Internationalität im Messefokus

Mit dem Anstieg der Anzahl von Ausstellern aus aller Welt (+ 12,5 %, 42 vertretene Länder), Besucher aus 140 Ländern und 400 internationalen Delegationen positioniert sich die SIMA zunehmend als internationales Event.

Auch zahlreiche Aussteller teilten diesen Eindruck: "Wir haben festgestellt, dass das hohe Niveau französischer Innovationen für viele Agrarmanager aus Amerika und Osteuropa der Grund für einen Besuch der SIMA war", sagt Xavier Faure, Mitbegründer des Webportals Piloter sa Ferme.

Gefragte Inhalte

Fragestellungen und Anliegen der Landwirtschaft sind Kernthemen der SIMA, daher bietet sie einen umfassenden Blick auf die branchenspezifische Produktions- und Lösungsvielfalt. In diesem Zusammenhang wurden zahlreiche Konferenzen und Veranstaltungen mit über 2.000 Teilnehmern organisiert:

  • Podiumsdiskussionen fanden zu den wichtigsten Themen der Agrarwirtschaft statt. Dazu zählten unter anderem biologischer Landbau, Anbausysteme von morgen, Landwirtschaft im digitalen Zeitalter, Tierzucht und AgTech.
  • Der SIMA African Summit ist gleichzeitig internationale Konferenz und praktisches Tool, wenn man in Afrika Geschäfte machen möchte. Fast 200 Teilnehmer kamen zusammen und führten konstruktive Gespräche.

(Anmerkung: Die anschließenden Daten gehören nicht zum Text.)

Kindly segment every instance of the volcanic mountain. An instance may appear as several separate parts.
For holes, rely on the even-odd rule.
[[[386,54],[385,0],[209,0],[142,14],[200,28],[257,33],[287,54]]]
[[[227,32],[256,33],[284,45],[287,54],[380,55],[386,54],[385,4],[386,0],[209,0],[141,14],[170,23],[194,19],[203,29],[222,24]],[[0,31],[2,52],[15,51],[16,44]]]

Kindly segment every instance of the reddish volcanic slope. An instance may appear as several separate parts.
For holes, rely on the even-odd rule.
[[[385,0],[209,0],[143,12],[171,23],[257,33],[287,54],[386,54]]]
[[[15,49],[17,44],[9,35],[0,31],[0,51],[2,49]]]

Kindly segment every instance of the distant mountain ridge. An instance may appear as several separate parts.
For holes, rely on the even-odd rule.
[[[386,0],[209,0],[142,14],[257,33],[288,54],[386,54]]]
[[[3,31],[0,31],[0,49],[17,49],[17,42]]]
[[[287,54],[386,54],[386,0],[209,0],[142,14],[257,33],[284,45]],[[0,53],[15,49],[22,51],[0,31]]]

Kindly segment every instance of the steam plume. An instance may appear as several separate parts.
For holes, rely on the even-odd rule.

  • Anlässlich des SIMA Dealers' Day trafen sich Händler aus aller Welt und diskutierten über Ausbildung und Entwicklung der Berufe im Handel.

  • Eine weitere Neuheit der SIMA-Ausgabe 2019 war der Hackathon, der von La Ferme Digitale in Zusammenarbeit mit Atos veranstaltet wurde. Programmierer und Fachleute der Agrarbranche hatten die Möglichkeit, sich 48 Stunden lang mit der Nutzung von Geodaten in der Landwirtschaft zu befassen. Der erste Preis ging an Ohm sweet home für das Projekt „MesParcelles" [Meine Parzellen]. Dabei geht es um optimierte Analysen der Bodenbeschaffenheit über Satellit.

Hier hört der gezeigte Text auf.